Osinbajo: FG Targets 33.3m Cooking Gas Adoption in 10 Yrs

Osinbajo: FG Targets 33.3m Cooking Gas Adoption in 10 Yrs
  • Inaugurates Techno Oil’s gas cylinder plant

Peter Uzoho

Vice President Yemi Osinbajo has stated that the federal government was targeting the adoption of Liquefied Petroleum Gas (LPG) commonly known as cooking gas in 33.3 million households in Nigeria over a period 10 years, representing 73 per cent adoption rate, and 13.8 million homes, representing 40 per cent adoption rate in five years.

This, he explained was part of the goals of the Federal Executive Councils approval of the National Gas Policy in 2017, which aims at achieving five million metric tons of domestic, commercial and industrial cooking gas utilisation in 10 years.

Osinbajo stated this yesterday in Lagos at the inauguration of Techno Oil’s one million tonnes per annum ultramodern LPG cylinder manufacturing plant, along Lekki-Epe Expressway, Lagos.

He said: “Our determination to prioritise the LPG sector development culminated in the Federal Executive Council’s approval of the National Gas policy in 2017, with dedicated input for the enhancement of the LPG sub-sector. Our driving vision has been to transform the sub-sector from a commodity sector based on export, to a value creation sector based on domestic utilisation and industrialisation.

“The goal is to achieve five million metric tonnes (5,000,000 MT) of domestic, commercial and industrial LPG utilisation in 10 years. Specifically, for household cooking, we are targeting a 40 percent adoption rate (i.e. 13.8m households) in 5 years, and 73 per cent adoption in 10 years (33.3m households). We believe that the sub-sector can create up to 2 million new direct and indirect jobs in Nigeria.

“We have also demonstrated our commitment by establishing an Inter-Ministerial Committee and a multi-stakeholder national coordinating body – the National LPG Expansion Programme.

“We correctly identified that it was necessary to emphasise coordination and collaboration, as previous attempts in enhancing LPG utilisation failed because of a fragmented approach within the Federal Government.”

According to the vice president, “Since the implementation of the coordination reforms – including the creation of a dedicated Project Management Office, great progress has been recorded, including the removal of five per cent VAT from the domestic pricing of LPG, as a first step in giving domestic output an advantage against imported products.”

He said that other progress recorded were the “Development of a Marketer Cylinder Owned Model instead of the current Consumer Cylinder Owned Model. This will eliminate the consumers’ up-front purchase of LPG cylinders which in some cases are substandard, replacing it with a cylinder exchange, whereby the consumer only pays for the content.

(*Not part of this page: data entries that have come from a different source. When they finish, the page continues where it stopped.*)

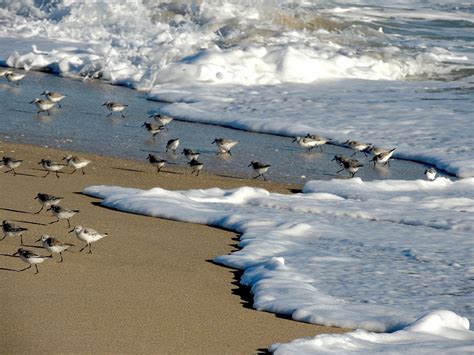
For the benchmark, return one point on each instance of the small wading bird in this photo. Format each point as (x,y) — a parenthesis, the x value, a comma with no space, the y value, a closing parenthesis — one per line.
(11,163)
(12,230)
(30,258)
(196,166)
(14,77)
(114,107)
(352,166)
(156,162)
(87,235)
(47,200)
(55,97)
(62,213)
(172,145)
(51,167)
(190,154)
(384,158)
(163,120)
(54,245)
(260,169)
(224,145)
(431,174)
(76,163)
(153,128)
(43,105)
(358,146)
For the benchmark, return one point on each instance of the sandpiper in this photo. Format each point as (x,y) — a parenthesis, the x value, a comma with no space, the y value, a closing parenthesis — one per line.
(4,71)
(163,120)
(53,96)
(190,154)
(114,107)
(11,163)
(87,235)
(62,213)
(376,150)
(340,159)
(47,200)
(153,128)
(196,166)
(358,146)
(156,162)
(14,77)
(384,158)
(431,174)
(30,258)
(76,163)
(54,245)
(352,166)
(259,168)
(43,105)
(172,145)
(306,142)
(224,145)
(51,167)
(12,230)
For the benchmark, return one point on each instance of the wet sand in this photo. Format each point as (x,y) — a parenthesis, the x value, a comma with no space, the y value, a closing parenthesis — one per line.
(150,286)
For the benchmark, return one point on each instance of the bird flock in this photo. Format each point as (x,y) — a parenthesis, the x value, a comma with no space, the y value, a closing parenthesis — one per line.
(224,146)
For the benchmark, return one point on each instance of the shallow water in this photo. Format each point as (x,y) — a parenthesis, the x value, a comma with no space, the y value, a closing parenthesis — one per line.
(82,124)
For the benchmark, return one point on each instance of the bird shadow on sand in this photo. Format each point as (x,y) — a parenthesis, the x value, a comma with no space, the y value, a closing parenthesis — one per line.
(16,211)
(128,169)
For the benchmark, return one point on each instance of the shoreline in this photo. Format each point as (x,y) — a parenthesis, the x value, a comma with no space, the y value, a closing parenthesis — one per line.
(151,284)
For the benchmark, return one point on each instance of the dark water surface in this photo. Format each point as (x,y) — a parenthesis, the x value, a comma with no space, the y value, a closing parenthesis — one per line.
(81,124)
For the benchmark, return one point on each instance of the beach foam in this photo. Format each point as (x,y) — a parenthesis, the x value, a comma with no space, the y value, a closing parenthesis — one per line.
(334,255)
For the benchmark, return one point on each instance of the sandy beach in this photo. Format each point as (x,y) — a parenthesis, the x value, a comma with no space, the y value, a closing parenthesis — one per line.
(150,286)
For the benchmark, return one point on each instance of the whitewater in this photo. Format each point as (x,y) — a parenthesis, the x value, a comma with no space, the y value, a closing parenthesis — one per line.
(395,74)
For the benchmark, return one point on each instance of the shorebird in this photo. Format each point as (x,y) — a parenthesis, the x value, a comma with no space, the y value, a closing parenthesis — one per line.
(114,107)
(190,154)
(54,245)
(431,174)
(76,163)
(153,128)
(172,145)
(30,258)
(62,213)
(12,230)
(11,163)
(43,105)
(47,200)
(358,146)
(14,77)
(196,166)
(53,96)
(306,142)
(4,72)
(259,168)
(163,120)
(87,235)
(352,166)
(156,162)
(384,158)
(340,159)
(224,145)
(51,167)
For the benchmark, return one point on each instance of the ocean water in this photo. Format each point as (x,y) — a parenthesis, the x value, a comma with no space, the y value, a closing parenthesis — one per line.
(392,73)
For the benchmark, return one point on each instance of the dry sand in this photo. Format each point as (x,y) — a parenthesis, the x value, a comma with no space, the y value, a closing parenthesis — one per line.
(150,286)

“No household will need to purchase or own an LPG cylinder. The Cylinders will be delivered and retrieved by the Marketers who will also be responsible for the maintenance and refurbishment of the cylinders, making LPG accessible to a whole new segment of non-LPG users”.

However, osinbajo noted that the “visionaries and management of Techno Oil deserve our hearty commendation for making this substantial investment in the development of the gas sector,  the Federal Government will continue to work with you to ensure that you succeed”.

Earlier, he described the inauguration of the manufacturing plant as a landmark moment for Nigeria’s mid-downstream gas sub-sector, and a reminder that we must regard our abundant domestic gas resource as an important component of  economic growth and national prosperity.

“Techno Oil’s investment   auspiciously converges with our administration’s efforts to speedily diversify our economy, especially through domestic and indigenous solutions,” Osinbajo added.

   Earlier in her welcome address, the Executive Vice Chairman and Chief Executive Officer of Techno Oil, Mrs. Nkechi Obi, said the LPG plant was built to bridge the infrastructural gap hindering the cooking gas adoption in Nigeria.

According to Obi, there was also a growing concern amongst stakeholders related to the saturation of the market with old, expired and sub-standard cylinders that have gained entry into our country through the activities of unscrupulous individuals and entities who show no regard for human lives and the Nigerian economy.

“Techno Oil is on a mission to correct this anomaly in collaboration with critical stakeholders as we are poised to deploy cylinders of international quality into the Nigerian market, produced in Nigeria for Nigerians.

“The growth population of cylinders in the country is less than two million. Our current production capacity is five million; instantly, Nigeria becomes a net exporter of cylinders in West Africa. We have just two million cylinders”.